- Official release poster
- Directed by: Chris Blake
- Written by: Chris Blake
- Produced by: Chris Blake; Milan Chakraborty; Josh Moody; Dave Moody;
- Starring: Rory Scovel; Jessika Van; Alan Tudyk; Melanie Chandra; Sarah Levy; Connor Paolo; Andy Buckley; Jim O'Heir;
- Cinematography: Josh Moody
- Edited by: Josh Moody
- Music by: Bryan Arata
- Production company: MonkeyRat Productions
- Distributed by: Cinedigm
- Release date: October 5, 2021;
- Running time: 96 minutes
- Country: United States
- Language: English

= Distancing Socially =

American comedy film directed and written by Chris Blake

Distancing Socially is an American comedy film funded and executive produced by Kathryne Duke, and written and directed by Chris Blake. The film stars Rory Scovel, Jessika Van, Alan Tudyk, Melanie Chandra, Sarah Levy, Connor Paolo, Andy Buckley, and Jim O'Heir.

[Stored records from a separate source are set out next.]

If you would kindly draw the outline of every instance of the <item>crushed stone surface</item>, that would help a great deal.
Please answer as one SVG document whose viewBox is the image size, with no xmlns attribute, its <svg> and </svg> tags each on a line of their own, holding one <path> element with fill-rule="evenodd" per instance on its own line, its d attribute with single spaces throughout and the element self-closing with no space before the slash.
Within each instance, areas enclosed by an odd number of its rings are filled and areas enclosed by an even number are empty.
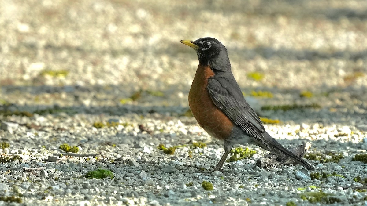
<svg viewBox="0 0 367 206">
<path fill-rule="evenodd" d="M 14 198 L 0 205 L 367 205 L 367 163 L 352 160 L 367 149 L 366 10 L 360 0 L 0 0 L 0 200 Z M 315 171 L 259 168 L 267 152 L 236 145 L 257 154 L 210 172 L 223 144 L 184 115 L 198 62 L 179 41 L 207 36 L 226 47 L 259 115 L 279 120 L 269 133 L 323 154 L 307 160 Z M 284 105 L 314 106 L 264 109 Z M 89 155 L 62 155 L 64 143 Z M 113 178 L 85 176 L 99 169 Z"/>
</svg>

The film was shot remotely on the iPhone 11 Pro at the height of the COVID-19 pandemic in 2020. Variety premiered the film's trailer on August 18, 2021, and announced that Cinedigm had acquired the North American rights to the film. It was released on October 5, 2021, by Cinedigm.

==Premise==

Composed of a series of short vignettes that share a telecommunications application as a common thread, Distancing Socially focuses on loosely connected human interactions taking place virtually across a world in lockdown. The film is said to explore love, friendship, and the idea that a world of increased connectivity ironically leads to greater miscommunication.

==Cast==
The cast includes:
- Rory Scovel
- Jessika Van
- Alan Tudyk
- Melanie Chandra
- Sarah Levy
- Connor Paolo
- Andy Buckley
- Jim O'Heir
- Emma Fitzpatrick
- Blythe Howard
- Sierra Katow
- Jay Larson
- Dawan Owens
- Willie Macc
- Ted Welch
- Graham Outerbridge
- Matthew Hancock

==Release==
It was released on October 5, 2021, by Cinedigm.